The database 150 stores multimedia content elements, clusters of multimedia content elements, or both. In the exemplary network diagram 100 shown in FIG. 1, the clustering system 130 communicates with a database 150 via a network 120. In other non-limiting configurations, the clustering system 130 may be directly connected to the database 150. The database 150 may be accessible by, for example, the user device 110, other user devices (not shown), or both, allowing the user devices to retrieve clusters from the database 150.

It should also be noted that the signature generator system 140 and DCC system 160 are shown in fig. 1 as being directly connected to the clustering system 130 for simplicity only and are not limiting on the disclosed embodiments. The signature generator system 140, the DCC system 160, or both may be included in the clustering system 130 or communicatively coupled to the clustering system 130 via, for example, the network 120, without departing from the scope of this disclosure.

It should also be noted that clustering is described as being performed by the clustering system 130 for purposes of simplicity only and is not limiting of the disclosed embodiments. Clustering may be performed equally locally by, for example, user device 110, without departing from the scope of this disclosure. In this case, user device 110 may include clustering system 130, signature generator system 140, DCC system 160, or any combination thereof, or may be otherwise configured to perform any or all of the processes performed by such systems. Further, local clustering by user device 110 may be based on multimedia content clusters stored locally on user device 110.

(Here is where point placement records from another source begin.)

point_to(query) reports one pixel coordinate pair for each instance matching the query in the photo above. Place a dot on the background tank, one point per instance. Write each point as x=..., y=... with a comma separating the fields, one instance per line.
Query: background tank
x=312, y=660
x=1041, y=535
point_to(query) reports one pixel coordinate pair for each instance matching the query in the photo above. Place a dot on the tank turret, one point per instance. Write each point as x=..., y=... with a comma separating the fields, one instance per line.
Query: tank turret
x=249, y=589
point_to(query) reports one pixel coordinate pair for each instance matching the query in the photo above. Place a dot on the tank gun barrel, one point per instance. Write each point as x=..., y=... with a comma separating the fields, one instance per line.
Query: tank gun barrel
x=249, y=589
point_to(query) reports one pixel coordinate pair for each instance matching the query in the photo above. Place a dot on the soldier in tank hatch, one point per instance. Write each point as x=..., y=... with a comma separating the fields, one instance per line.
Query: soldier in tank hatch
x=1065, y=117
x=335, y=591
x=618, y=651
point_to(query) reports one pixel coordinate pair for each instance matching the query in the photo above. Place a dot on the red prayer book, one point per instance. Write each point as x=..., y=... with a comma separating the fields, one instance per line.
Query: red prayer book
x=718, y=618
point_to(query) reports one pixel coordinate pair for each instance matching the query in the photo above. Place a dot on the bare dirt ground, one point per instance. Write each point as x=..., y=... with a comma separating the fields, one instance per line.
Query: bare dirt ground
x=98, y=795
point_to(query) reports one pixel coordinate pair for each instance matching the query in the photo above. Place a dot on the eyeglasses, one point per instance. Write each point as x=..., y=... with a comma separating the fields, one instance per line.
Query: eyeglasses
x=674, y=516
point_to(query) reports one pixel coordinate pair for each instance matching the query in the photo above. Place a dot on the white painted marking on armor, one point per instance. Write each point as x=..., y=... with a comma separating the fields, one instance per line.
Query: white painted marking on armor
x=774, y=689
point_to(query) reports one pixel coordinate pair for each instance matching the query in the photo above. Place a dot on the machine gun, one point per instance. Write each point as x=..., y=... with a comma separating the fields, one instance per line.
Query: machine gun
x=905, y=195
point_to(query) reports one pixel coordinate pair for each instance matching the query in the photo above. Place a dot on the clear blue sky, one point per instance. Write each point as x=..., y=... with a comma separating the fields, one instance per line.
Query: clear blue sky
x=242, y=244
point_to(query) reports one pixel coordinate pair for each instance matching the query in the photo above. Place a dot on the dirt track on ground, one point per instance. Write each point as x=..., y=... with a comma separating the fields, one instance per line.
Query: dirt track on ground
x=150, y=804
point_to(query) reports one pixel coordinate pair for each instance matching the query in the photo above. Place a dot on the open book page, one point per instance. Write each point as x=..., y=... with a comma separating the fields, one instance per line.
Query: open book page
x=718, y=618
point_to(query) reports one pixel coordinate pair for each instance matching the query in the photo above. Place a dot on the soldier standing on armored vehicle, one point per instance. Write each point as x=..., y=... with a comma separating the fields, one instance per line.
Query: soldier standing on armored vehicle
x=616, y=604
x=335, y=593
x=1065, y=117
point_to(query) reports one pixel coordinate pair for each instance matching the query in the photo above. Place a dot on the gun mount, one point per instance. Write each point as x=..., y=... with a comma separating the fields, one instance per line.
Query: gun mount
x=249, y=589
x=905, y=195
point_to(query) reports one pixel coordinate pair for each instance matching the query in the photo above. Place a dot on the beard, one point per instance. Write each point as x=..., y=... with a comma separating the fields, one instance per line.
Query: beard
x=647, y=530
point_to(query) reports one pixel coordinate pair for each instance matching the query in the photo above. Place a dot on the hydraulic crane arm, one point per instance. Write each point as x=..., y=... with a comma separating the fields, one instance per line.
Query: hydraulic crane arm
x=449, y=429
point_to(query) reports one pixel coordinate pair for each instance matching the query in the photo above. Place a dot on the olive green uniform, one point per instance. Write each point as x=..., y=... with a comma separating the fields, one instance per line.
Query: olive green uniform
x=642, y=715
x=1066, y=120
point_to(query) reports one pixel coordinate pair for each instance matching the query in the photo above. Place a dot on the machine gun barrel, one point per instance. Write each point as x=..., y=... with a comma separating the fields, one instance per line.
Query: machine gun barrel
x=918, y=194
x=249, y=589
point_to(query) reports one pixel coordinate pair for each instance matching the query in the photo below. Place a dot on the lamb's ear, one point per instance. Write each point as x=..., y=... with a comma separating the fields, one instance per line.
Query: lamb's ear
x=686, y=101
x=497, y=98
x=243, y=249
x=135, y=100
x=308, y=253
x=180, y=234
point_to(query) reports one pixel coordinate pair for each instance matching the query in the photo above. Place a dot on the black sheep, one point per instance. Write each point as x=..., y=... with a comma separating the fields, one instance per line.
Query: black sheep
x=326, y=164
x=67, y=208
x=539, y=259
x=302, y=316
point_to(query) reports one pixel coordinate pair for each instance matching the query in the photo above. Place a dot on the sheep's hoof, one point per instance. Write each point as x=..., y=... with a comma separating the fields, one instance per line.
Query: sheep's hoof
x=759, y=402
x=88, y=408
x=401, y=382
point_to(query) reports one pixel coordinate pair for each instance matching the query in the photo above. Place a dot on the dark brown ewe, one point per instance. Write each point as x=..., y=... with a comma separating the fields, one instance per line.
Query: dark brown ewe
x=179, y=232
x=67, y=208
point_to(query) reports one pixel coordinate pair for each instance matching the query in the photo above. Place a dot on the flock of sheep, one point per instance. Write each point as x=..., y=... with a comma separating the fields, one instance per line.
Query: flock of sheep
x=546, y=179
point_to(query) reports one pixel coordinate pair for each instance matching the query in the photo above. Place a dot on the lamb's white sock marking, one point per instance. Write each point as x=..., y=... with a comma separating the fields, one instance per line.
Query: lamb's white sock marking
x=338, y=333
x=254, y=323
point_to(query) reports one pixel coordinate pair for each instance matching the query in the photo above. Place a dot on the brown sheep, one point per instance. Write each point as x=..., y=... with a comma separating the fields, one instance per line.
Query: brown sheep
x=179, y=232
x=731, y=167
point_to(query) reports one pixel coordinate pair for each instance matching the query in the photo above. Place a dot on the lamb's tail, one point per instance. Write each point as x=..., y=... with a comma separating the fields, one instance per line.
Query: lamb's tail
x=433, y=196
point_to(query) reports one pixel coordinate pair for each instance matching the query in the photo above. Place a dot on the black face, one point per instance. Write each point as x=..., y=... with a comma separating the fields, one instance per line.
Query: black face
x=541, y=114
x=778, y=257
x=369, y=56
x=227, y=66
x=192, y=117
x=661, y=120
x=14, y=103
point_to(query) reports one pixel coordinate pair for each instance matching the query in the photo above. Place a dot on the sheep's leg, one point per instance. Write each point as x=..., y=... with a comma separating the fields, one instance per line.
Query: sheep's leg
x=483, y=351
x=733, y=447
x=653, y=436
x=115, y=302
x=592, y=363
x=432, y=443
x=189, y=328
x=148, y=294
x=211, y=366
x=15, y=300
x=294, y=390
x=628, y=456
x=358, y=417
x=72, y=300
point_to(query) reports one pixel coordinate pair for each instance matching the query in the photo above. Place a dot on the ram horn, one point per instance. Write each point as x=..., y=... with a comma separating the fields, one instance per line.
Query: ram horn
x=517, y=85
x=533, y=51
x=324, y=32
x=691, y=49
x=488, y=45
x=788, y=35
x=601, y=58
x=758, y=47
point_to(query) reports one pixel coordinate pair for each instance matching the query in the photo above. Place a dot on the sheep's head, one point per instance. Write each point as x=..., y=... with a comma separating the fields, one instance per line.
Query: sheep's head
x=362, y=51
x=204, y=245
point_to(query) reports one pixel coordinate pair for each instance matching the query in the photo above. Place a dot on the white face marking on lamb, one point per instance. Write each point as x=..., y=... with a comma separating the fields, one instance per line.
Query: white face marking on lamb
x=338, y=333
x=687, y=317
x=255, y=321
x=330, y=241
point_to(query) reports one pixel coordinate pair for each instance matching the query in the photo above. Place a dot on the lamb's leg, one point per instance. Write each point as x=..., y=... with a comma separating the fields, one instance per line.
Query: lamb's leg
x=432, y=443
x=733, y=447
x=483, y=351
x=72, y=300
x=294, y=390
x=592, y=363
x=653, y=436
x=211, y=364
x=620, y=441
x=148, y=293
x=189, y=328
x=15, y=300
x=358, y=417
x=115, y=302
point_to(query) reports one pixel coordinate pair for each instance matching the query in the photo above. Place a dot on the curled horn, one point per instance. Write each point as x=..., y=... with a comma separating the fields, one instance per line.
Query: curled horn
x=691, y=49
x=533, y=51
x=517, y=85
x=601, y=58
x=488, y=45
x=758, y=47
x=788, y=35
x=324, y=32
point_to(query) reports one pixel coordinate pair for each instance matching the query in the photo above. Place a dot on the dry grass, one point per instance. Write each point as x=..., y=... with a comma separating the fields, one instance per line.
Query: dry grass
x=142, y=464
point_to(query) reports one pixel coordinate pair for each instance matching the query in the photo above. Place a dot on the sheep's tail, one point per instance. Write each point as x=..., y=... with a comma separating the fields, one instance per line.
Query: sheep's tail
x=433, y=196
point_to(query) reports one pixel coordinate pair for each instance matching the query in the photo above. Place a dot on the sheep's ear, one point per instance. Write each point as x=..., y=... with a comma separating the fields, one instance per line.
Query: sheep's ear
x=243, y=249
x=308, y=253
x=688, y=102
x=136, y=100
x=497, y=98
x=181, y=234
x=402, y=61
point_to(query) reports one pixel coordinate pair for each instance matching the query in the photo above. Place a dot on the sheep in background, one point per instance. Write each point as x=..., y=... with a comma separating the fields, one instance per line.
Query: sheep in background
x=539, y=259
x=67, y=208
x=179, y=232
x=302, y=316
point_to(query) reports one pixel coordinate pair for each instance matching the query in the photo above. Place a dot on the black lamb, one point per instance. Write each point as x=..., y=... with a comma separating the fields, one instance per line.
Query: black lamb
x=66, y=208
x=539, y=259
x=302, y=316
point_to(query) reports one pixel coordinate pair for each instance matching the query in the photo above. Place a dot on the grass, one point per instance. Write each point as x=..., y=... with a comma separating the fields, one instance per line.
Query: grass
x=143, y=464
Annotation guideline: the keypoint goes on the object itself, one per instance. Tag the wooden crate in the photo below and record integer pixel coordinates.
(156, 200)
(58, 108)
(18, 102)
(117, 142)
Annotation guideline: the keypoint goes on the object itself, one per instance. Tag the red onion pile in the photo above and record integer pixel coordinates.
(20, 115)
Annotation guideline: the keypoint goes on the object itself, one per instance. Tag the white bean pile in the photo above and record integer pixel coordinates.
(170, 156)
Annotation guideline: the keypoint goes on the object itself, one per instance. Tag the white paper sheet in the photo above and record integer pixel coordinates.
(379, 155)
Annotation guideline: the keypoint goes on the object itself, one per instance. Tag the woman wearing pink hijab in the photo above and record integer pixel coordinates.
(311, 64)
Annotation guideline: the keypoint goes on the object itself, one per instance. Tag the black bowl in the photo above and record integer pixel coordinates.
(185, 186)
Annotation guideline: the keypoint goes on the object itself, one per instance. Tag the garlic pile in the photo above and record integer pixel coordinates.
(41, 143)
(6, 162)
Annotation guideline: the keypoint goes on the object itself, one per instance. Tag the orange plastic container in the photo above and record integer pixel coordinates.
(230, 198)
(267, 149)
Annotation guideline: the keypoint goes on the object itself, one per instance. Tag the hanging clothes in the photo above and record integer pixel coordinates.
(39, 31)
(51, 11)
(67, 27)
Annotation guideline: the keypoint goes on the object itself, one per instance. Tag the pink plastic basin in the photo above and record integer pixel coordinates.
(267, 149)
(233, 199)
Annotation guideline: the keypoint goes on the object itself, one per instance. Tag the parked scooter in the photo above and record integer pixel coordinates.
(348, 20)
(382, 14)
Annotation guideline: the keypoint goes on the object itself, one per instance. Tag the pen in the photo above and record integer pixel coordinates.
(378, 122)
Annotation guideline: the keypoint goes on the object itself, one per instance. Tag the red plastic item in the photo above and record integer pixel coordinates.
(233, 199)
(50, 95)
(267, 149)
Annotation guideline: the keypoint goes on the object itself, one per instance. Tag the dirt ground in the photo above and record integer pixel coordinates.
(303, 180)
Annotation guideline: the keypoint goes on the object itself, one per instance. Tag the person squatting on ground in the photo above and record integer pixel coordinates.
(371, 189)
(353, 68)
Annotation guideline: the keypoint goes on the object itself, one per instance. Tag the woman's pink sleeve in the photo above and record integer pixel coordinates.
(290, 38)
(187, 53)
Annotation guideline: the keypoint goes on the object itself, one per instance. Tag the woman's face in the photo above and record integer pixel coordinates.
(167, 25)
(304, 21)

As a non-limiting example of local clustering by the user device 110, clustering may be based on clustering of images in a photo library stored on the user device 110, such that new images may be clustered in real-time and thus subsequently searched by the user of the user device 110. Thus, when, for example, a user of user device 110 takes an image of his dog named "Lucky", user device 110 may cluster the image with other images of dog Lucky stored in user device 110, such that when the user uses the query "Lucky" to search for an image in user device 110, the taken image will be returned along with the images of the other clusters of dog Lucky.

Fig. 2 is an exemplary flowchart 200 illustrating a method for clustering multimedia content elements according to one embodiment. In another embodiment, the method may be performed in response to a request to cluster one or more multimedia content elements.

At S205, a cluster trigger event is detected. The clustering trigger event may be or may include, but is not limited to, receiving a request to cluster at least one multimedia content element.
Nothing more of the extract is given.